Two researchers at Texas A&M University have received a grant to develop an AI-powered analytical model that promises to deeply transform how bone assessments are made within implantology. (Image: edwardolive/Shutterstock)

COLLEGE STATION, Texas, US: The methods dentists currently use to assess bone for implantation provide only indirect insights into bone mechanics. Since implant success depends not just on bone quality but also on bone stiffness—the resistance of bone to deformation under load—having a precise, non-invasive method to assess stiffness would greatly enhance implant planning. To make this possible, two researchers from Texas A&M University in College Station have been awarded a prestigious grant to develop an AI-based predictive model that promises to revolutionise this area of dentistry.

Dr Jaesung Lee.

Dr Jaesung Lee.

Last month, Drs Jaesung Lee and Yuxiao Zhou, who are assistant professors in the departments of mechanical engineering and of industrial and systems engineering, respectively, received funding from the 2024 Seed Program for AI, Computing, and Data Science from the Texas A&M Institute of Data Science for their project titled “Toward smart orthopedic surgery planning by using physics-informed machine learning”. Their research seeks to create an AI model that is capable of rapidly assessing bone stiffness on CBCT images so that implant placement—and other orthopaedic surgery in future—can proceed with the greatest confidence. By integrating 3D image data, clinical information and biomechanical principles with advanced machine learning in the model, they aim to provide precise 3D pointwise estimations of bone stiffness and strain distribution.
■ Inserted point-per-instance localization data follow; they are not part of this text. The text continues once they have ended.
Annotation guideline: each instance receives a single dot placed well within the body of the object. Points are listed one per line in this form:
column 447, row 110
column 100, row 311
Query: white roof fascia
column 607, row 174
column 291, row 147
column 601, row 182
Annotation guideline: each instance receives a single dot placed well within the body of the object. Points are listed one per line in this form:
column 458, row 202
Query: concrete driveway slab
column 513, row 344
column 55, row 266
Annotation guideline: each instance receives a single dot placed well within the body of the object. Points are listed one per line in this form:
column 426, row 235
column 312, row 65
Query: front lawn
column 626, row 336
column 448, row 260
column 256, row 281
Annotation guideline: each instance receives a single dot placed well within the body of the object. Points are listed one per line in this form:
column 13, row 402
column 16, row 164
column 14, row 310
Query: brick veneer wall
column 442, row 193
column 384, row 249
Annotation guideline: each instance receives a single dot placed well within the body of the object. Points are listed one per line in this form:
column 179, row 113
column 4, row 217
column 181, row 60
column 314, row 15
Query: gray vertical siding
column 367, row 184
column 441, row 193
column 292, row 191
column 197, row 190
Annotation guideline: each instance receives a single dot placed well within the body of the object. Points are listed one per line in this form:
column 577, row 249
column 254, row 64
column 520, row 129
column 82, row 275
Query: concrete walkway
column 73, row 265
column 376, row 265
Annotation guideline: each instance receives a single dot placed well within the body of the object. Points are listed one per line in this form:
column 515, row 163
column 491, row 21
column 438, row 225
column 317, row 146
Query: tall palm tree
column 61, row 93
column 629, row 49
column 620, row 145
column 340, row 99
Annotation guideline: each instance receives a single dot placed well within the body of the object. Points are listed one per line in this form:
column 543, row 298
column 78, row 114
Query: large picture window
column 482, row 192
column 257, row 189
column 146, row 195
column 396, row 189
It is important to ask, why is such an approach necessary and what existing techniques does it stand to supplant? Currently, bone stiffness is measured primarily in research settings using biomechanical testing, finite element analysis (a computer simulation method that predicts how materials respond to forces) or invasive indentation techniques, none of which are practical for routine clinical use. There is thus a wide berth for improvement, and like so many other spheres involving diagnostics and planning in dentistry, it is in AI that the answer is being sought for analysis of visual data.

Dr Yuxiao Zhou

Dr Yuxiao Zhou

Speaking recently to Dental Tribune International, Dr Lee explained the emerging importance of AI to orthopaedic surgery and implantology in particular: “AI-driven methods now allow surgeons to leverage detailed 3D imaging data for precise bone assessment, leading to highly customised surgical plans, reduced operative time and improved patient outcomes. Machine learning, particularly physics-informed machine learning (PIML), combines computational models with biomechanical principles to rapidly infer bone properties, enabling surgeons to make more accurate, data-driven decisions.”
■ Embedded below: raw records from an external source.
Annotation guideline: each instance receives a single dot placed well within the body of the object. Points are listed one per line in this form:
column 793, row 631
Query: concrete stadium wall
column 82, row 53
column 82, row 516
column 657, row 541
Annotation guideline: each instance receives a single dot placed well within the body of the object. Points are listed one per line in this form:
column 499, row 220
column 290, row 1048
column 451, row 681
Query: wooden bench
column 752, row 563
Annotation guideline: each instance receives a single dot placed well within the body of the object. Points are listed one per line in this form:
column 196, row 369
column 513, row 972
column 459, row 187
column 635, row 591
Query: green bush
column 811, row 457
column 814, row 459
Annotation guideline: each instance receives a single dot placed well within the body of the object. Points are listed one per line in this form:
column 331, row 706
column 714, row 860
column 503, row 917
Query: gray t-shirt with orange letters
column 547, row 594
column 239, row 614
He further elaborated upon what his and Dr Zhou’s research project seeks to do: “Our research aims to develop a precise, efficient and personalised method for dental surgery planning through innovative PIML. Specifically, we are focused on accurately predicting the stiffness and mechanical behaviour of bone tissue from CBCT images and patient-specific clinical data. By integrating these biomechanical insights with clinical patient factors using a machine learning framework, we intend to enable personalised predictions of bone response to surgical interventions. Ultimately, this will result in better-informed surgical decisions, reduced risk of dental implant failure and improved patient outcomes.”

As in other areas of dentistry being transformed by AI, the value of these computational systems is anchored in three simultaneous advancements: eliminating human error, providing instantaneous and precise analysis, and achieving these enhanced outcomes with reduced operational costs. This appears to be the established and inexorable path of progress for dentistry.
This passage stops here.